The biggest winner so far has been the consumer, who can indulge for less in everything from the adventurous (cajun-flavored tortilla chips) to the health-conscious ("lite" popcorn), from the traditional (peanuts) to the presidential (pork rinds).
The market for what analysts refer to as "salty snacks" has continued to grow even during the recession. But the Keebler Company and Eagle Snacks are scrapping to enlarge their share of the business.
In one Boston grocery store, Frito-Lay's prominent display at the end of an aisle befits its No. 1 status, with 40 percent of the market. But the company's medium-size bags of potato chips are specially priced at 99 cents, fighting to retain buyers who might notice Eagle's 79-cent bags around the corner.
Eagle products, once known mostly in airline cabins and bars, entered the grocery-store fray in 1988. Since then Eagle has been growing steadily, and will have 6 or 7 percent of the market this year, says Roy Burry, an analyst with Kidder, Peabody & Co., an investment house in New York.
"They are the primary antagonist" to Borden and Frito-Lay, he says. Borden has about 9 percent of the market, according to the Snack Food Association in Alexandria, Va.
Mr. Burry says private label brands, which account for much of the rest of the market, stand to lose market share as the big companies cut prices.
Eagle has paid for its strong growth with red ink; the division of Anheuser-Busch Inc. of St. Louis says it expects to become profitable in 1993.
EQUALLY important as holding down prices is developing products that catch on with the munching public. Consumer concern about nutrition is not hurting industry growth, but the trend has spurred above-average growth in snacks such as popcorn, pretzels, and low-salt chips, which are perceived as healthier.
But the key ingredient of a successful snack food remains taste, industry observers say. "Snack foods by definition are an indulgence," says Christopher Wolf, editor in chief of the Food Channel, a biweekly publication aimed at food executives.
"People buy our products for their taste and their variety and their fun," says Frito-Lay spokeswoman Beverly Holmes.
Frito-Lay appeared to score a taste hit as well as to latch onto a health trend with the introduction of multigrain Sun Chips in 1991. The product's first-year sales were a surprising $100 million.

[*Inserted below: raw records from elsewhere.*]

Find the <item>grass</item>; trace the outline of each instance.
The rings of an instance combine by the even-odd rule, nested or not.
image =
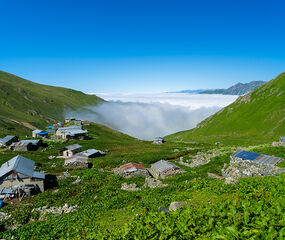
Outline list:
[[[171,141],[217,142],[244,146],[276,141],[285,135],[285,73],[240,97],[189,131],[167,136]]]
[[[125,134],[118,133],[104,126],[92,124],[87,126],[91,140],[48,142],[46,151],[21,153],[36,162],[39,170],[48,174],[60,175],[65,171],[62,159],[48,160],[48,156],[57,155],[58,150],[74,142],[83,146],[83,150],[96,148],[108,149],[106,156],[92,159],[91,169],[71,170],[71,175],[80,176],[82,183],[71,184],[75,178],[58,180],[58,186],[47,189],[44,193],[28,197],[20,203],[10,204],[2,211],[12,214],[12,218],[2,222],[5,239],[103,239],[125,228],[125,224],[136,221],[136,215],[147,216],[161,206],[168,206],[172,201],[183,201],[193,206],[207,207],[209,203],[218,204],[225,197],[237,191],[235,186],[226,186],[222,181],[208,179],[207,172],[221,173],[224,163],[229,162],[229,154],[235,147],[216,147],[214,144],[166,142],[153,145]],[[178,149],[179,152],[174,152]],[[188,149],[188,150],[187,150]],[[180,156],[184,158],[195,155],[198,151],[207,152],[218,149],[221,155],[210,163],[196,168],[182,166],[186,172],[163,180],[169,186],[165,188],[144,189],[139,192],[126,192],[121,184],[136,183],[142,186],[144,178],[124,179],[115,176],[109,170],[123,162],[142,162],[149,167],[151,163],[168,159],[177,163]],[[285,156],[285,148],[272,148],[269,145],[252,146],[250,149],[265,154]],[[15,156],[14,152],[5,150],[0,154],[0,163]],[[56,167],[52,168],[52,163]],[[281,166],[283,163],[281,163]],[[104,172],[99,171],[104,169]],[[222,190],[221,190],[222,189]],[[58,191],[54,191],[58,190]],[[253,190],[249,190],[253,191]],[[62,216],[48,215],[45,221],[38,220],[32,209],[49,205],[79,205],[79,209]],[[32,221],[32,219],[34,219]],[[12,226],[19,225],[15,230]],[[111,234],[111,235],[110,235]],[[108,238],[108,237],[107,237]]]
[[[96,105],[103,100],[72,89],[33,83],[0,71],[1,136],[29,134],[30,128],[64,120],[69,110]]]

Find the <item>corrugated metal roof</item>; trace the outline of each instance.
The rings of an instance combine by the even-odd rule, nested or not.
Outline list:
[[[177,165],[172,162],[167,162],[165,160],[160,160],[151,165],[152,168],[156,169],[160,173],[167,172],[169,170],[180,169]]]
[[[12,140],[14,137],[16,137],[16,136],[8,135],[8,136],[6,136],[6,137],[4,137],[4,138],[1,138],[1,139],[0,139],[0,142],[2,142],[2,143],[7,143],[7,142],[9,142],[10,140]]]
[[[236,151],[235,153],[232,154],[232,157],[237,157],[243,160],[250,160],[250,161],[255,161],[255,162],[259,162],[263,164],[271,164],[271,165],[275,165],[276,163],[282,160],[282,158],[280,157],[269,156],[265,154],[254,153],[254,152],[248,152],[244,150]]]
[[[35,162],[25,158],[21,155],[18,155],[12,159],[10,159],[8,162],[5,162],[2,164],[0,168],[0,177],[3,177],[5,174],[9,173],[10,171],[15,171],[21,174],[24,174],[28,177],[34,177],[34,165]],[[43,173],[37,174],[38,178],[44,178]]]
[[[33,145],[38,145],[41,142],[41,139],[28,139],[28,140],[21,140],[19,143],[31,143]]]
[[[127,163],[120,166],[125,172],[136,172],[136,171],[146,171],[146,168],[140,163]]]
[[[70,151],[74,151],[74,150],[78,150],[80,148],[82,148],[82,146],[77,144],[77,143],[75,143],[75,144],[72,144],[72,145],[69,145],[69,146],[65,147],[64,149],[70,150]]]
[[[74,155],[69,158],[66,158],[64,161],[65,164],[74,163],[74,162],[88,163],[88,157]]]
[[[97,149],[87,149],[83,152],[78,153],[77,155],[83,155],[86,157],[92,156],[93,154],[99,153],[99,150]]]
[[[38,134],[38,133],[40,133],[40,132],[42,132],[42,131],[43,131],[43,130],[36,129],[36,130],[32,131],[32,133]]]

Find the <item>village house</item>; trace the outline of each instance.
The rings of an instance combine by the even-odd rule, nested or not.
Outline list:
[[[87,130],[83,130],[81,125],[72,125],[68,127],[58,128],[55,134],[62,139],[81,139],[87,137]]]
[[[105,155],[105,152],[102,152],[97,149],[87,149],[83,152],[77,153],[76,155],[78,156],[84,156],[88,158],[96,158],[96,157],[101,157]]]
[[[141,177],[149,176],[148,170],[142,164],[134,162],[130,162],[120,166],[119,168],[115,168],[113,169],[113,172],[116,175],[120,175],[125,178],[131,178],[137,176]]]
[[[48,136],[48,132],[47,131],[43,131],[40,129],[36,129],[34,131],[32,131],[32,137],[36,138],[36,137],[47,137]]]
[[[162,137],[156,137],[154,140],[153,140],[153,144],[163,144],[165,141]]]
[[[75,117],[65,118],[65,123],[70,123],[70,122],[73,122],[73,121],[75,121],[75,120],[76,120]]]
[[[285,147],[285,137],[281,137],[279,140],[279,145]]]
[[[7,147],[10,146],[12,143],[18,141],[19,141],[18,137],[9,135],[0,139],[0,147]]]
[[[82,146],[80,146],[79,144],[72,144],[61,149],[60,154],[64,157],[70,157],[75,155],[76,153],[80,153],[81,148]]]
[[[41,139],[34,140],[21,140],[19,142],[12,143],[10,150],[12,151],[35,151],[42,145]]]
[[[74,155],[64,160],[65,168],[88,168],[88,157]]]
[[[185,172],[182,168],[178,167],[174,163],[165,160],[160,160],[154,164],[151,164],[149,171],[155,178],[167,178]]]
[[[263,164],[275,165],[282,160],[280,157],[269,156],[244,150],[238,150],[231,155],[231,159],[250,160]]]
[[[15,189],[33,185],[44,191],[45,174],[34,171],[35,162],[20,155],[2,164],[0,168],[0,187]]]

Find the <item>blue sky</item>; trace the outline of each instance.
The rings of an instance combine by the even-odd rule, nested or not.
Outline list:
[[[0,0],[0,69],[84,92],[270,80],[285,67],[283,1]]]

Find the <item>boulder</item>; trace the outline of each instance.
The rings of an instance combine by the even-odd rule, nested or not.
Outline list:
[[[185,207],[187,204],[184,202],[172,202],[169,205],[169,211],[177,211],[178,209]]]

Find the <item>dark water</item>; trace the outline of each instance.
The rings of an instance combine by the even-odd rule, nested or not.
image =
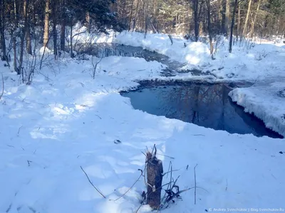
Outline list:
[[[266,129],[262,121],[245,113],[242,107],[233,103],[228,96],[229,91],[229,87],[222,84],[187,83],[143,87],[121,94],[130,98],[135,109],[152,114],[231,133],[282,138]]]

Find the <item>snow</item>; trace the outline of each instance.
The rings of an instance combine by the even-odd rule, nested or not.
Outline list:
[[[266,127],[285,136],[285,79],[272,79],[249,88],[237,88],[229,95],[234,102],[254,113]]]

"We've seen pretty much every flavor and shape" of chip and pretzel, Mr. Wolf notes.
The latest novelties include snack hybrids such as pretzel-chips, Wolf says. Keebler, with 3 percent of the market, last year introduced Munch 'ems, which combine the "crunch of chips with the wholesomeness of crackers," the Elmhurst, Ill., company says. Frito-Lay is now test-marketing its own cracker-chip in eastern Tennessee.
Those who worry about the demise of regular potato chips, take heart: These still account for two-thirds of all potato-chip sales.
Tastes vary widely by geography, with Western shoppers buying more tortilla chips than potato chips - the leading snack food in all other regions. The mid-Atlantic region craves pretzels, while sales of cajun and jalapeno-flavored chips soar in Louisiana and Texas. In part to better meet these differing tastes, Frito-Lay reorganized in 1989 into four regional business units. Borden, which built its snack business largely through acquisitions, is consolidating from 12 to three profit centers.
In the process of streamlining operations, Borden and Frito-Lay have each recently cut the work force in their snack divisions, by 1,000 and 1,800 respectively. The cost cutting comes as profits have dipped at both companies.